Conflicts of interest are problematic

I presented the work that Kass GIbson and I have been doing on Corporate Sponsorship of physical activity schemes and I've posted more about that work elsewhere on this website and below I've re-posted the office-based version of my presentation.

The topic seemed to be of interest to many of the delegates and I had many enlightening conversations about similar projects and funding scenarios that did nothing but fuel my enthusiasm for further research and advocacy.

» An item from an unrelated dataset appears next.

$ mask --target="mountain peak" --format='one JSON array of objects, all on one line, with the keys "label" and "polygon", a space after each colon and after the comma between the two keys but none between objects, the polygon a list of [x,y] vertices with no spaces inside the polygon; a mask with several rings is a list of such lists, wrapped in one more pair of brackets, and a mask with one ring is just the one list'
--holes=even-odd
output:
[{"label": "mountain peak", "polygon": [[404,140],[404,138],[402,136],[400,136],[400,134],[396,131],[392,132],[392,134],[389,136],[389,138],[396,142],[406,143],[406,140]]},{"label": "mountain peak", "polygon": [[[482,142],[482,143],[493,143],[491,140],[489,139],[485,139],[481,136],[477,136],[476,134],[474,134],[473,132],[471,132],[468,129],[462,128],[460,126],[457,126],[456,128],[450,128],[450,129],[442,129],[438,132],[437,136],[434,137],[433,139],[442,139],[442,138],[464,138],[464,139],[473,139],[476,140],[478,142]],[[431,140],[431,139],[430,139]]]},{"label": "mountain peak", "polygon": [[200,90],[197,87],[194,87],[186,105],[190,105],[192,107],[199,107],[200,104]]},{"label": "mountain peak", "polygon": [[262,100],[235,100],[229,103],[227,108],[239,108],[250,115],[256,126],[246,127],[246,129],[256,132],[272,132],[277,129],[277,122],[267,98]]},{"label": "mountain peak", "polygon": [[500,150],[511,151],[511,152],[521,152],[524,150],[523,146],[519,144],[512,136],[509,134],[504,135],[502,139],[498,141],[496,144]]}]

Many of the delegates hadn't considered the full extent of the problems that can arise from corporate sponsorship but there were also many that were well aware of the motives of the Big Food Companies. How we can turn this level of awareness into action is a matter for another day...

Thanks, Belfast and Zagreb, here we come!

Thanks to Prof Marie Murphy, Dr Mark Tully and all of their hard-working colleagues in Belfast for a great conference. The people of Belfast also need a mention as well. Rarely have I been anywhere that so many random people struck up conversations with me or helped me find my way around when I needed help.